Grünheide will neue Wege für den Wohnungsmarkt prüfen

Albrecht Köhler Foto: Pascal Nordmann
Albrecht Köhler Foto: Pascal Nordmann

Die Fraktion SPD/Bündnis 90 – Die Grünen hat bei der Gemeindevertretersitzung am 12. Dezember mit der Fraktion Bürgerbündnis Grünheide den Antrag zur Prüfung der Gründung einer kommunalen Wohnungsbaugenossenschaft eingebracht. Dieser Vorstoß ist durch alle Gemeindevertreter positiv beschieden worden – mit dem Zusatz, auch eine kommunale Wohnungsbaugesellschaft in Betracht zu ziehen.
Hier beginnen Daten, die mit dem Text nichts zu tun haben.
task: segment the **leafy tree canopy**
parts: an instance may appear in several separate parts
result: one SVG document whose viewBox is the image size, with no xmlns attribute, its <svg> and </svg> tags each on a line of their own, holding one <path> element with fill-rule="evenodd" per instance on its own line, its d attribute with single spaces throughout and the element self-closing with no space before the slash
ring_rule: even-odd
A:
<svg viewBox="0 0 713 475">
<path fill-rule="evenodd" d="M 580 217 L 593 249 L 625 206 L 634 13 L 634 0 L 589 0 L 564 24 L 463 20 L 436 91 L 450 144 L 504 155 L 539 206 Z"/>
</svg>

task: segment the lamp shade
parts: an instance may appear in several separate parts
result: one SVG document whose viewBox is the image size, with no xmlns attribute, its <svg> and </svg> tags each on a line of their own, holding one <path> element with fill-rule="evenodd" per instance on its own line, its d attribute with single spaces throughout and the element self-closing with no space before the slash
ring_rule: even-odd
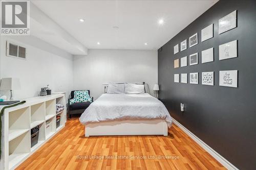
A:
<svg viewBox="0 0 256 170">
<path fill-rule="evenodd" d="M 156 84 L 154 86 L 153 90 L 159 90 L 159 86 L 158 86 L 158 84 Z"/>
<path fill-rule="evenodd" d="M 18 78 L 3 78 L 0 85 L 0 90 L 13 90 L 20 89 L 20 83 Z"/>
</svg>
Anke Beißer sprach dazu für „Grünheide im Blick” mit Albrecht Köhler, Fraktionsvorsitzender von SPD/Bündnis 90-Die Grünen.

Herr Köhler, was hat Ihre Fraktion zu diesem Vorstoß veranlasst?
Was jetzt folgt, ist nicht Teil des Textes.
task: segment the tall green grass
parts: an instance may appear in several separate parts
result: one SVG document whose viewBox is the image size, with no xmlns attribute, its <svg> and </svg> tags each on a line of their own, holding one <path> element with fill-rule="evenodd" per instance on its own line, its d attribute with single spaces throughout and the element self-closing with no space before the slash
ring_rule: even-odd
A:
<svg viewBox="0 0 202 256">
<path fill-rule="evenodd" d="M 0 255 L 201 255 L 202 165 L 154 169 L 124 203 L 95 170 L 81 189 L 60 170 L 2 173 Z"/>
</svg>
Albrecht Köhler: Wie viele Berliner Umlandgemeinden muss sich auch Grünheide der Herausforderung stellen und Wohnraum schaffen, da die Nachfrage hoch ist. Eine hohe Nachfrage führt zu hohen Preisen. Die Ansiedlung von Tesla kann als ein Grund genannt werden. Der Zuzug hat jedoch schon vor der Ansiedlung stattgefunden. Menschen suchten in den letzten Jahren vermehrt den Weg heraus aus der Stadt auf das Land. Ein gut durchdachtes organisatorisches Konzept ermöglicht es, den Bestand an Wohnraum effektiv zu verwalten und Wohnraum zu entwickeln.
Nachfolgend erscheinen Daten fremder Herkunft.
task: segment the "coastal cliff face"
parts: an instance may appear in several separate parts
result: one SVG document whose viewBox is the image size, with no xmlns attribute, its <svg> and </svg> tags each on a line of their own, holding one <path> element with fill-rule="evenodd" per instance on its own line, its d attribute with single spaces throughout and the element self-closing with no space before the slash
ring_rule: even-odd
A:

Wie stellt sich aus Ihrer Sicht die Wohnraumsituation in Grünheide derzeit dar?
Die Gemeinde Grünheide verwaltet aktuell ca. 250 Wohneinheiten selbst. Es gibt aktuell keine Pläne, aus kommunaler Hand Wohnraum zu schaffen. Investoren stehen vor der Tür und möchten renditestarke Wohnprojekte entwickeln. Davon profitieren jedoch nur wenige Einwohnerinnen und Einwohner. Wir sollten daher unserer sozialen Verantwortung gerecht werden und die Zukunft in die eigenen Hände nehmen. Eine Wohnungsbaugenossenschaft oder -gesellschaft kann dabei eigenständig Ziele und Projekte im Rahmen der von uns gestellten Aufgaben umsetzen.

Welchen Bedarf sehen Sie?
Wenn wir mit Menschen unterschiedlichen Alters ins Gespräch kommen, hören wir immer wieder von solchen Erfahrungen wie „Die Miete wurde erhöht.”, „Ich kann mir keine Wohnung leisten.”, „Mein Mietvertrag ist auf Grund von Eigenbedarf gekündigt worden.”, „Ich würde ja eine kleinere Wohnung nehmen, die kostet aber mehr als mein Haus mit Grundstück.”, „Die Wartelisten für Wohnungen, die der Gemeinde gehören, sind sehr lang.”. Diesen Problemen müssen wir etwas entgegensetzen. Das gelingt nur, wenn wir uns dieser Situation bewusst sind, sie benennen und gemeinsam Lösungen entwickeln.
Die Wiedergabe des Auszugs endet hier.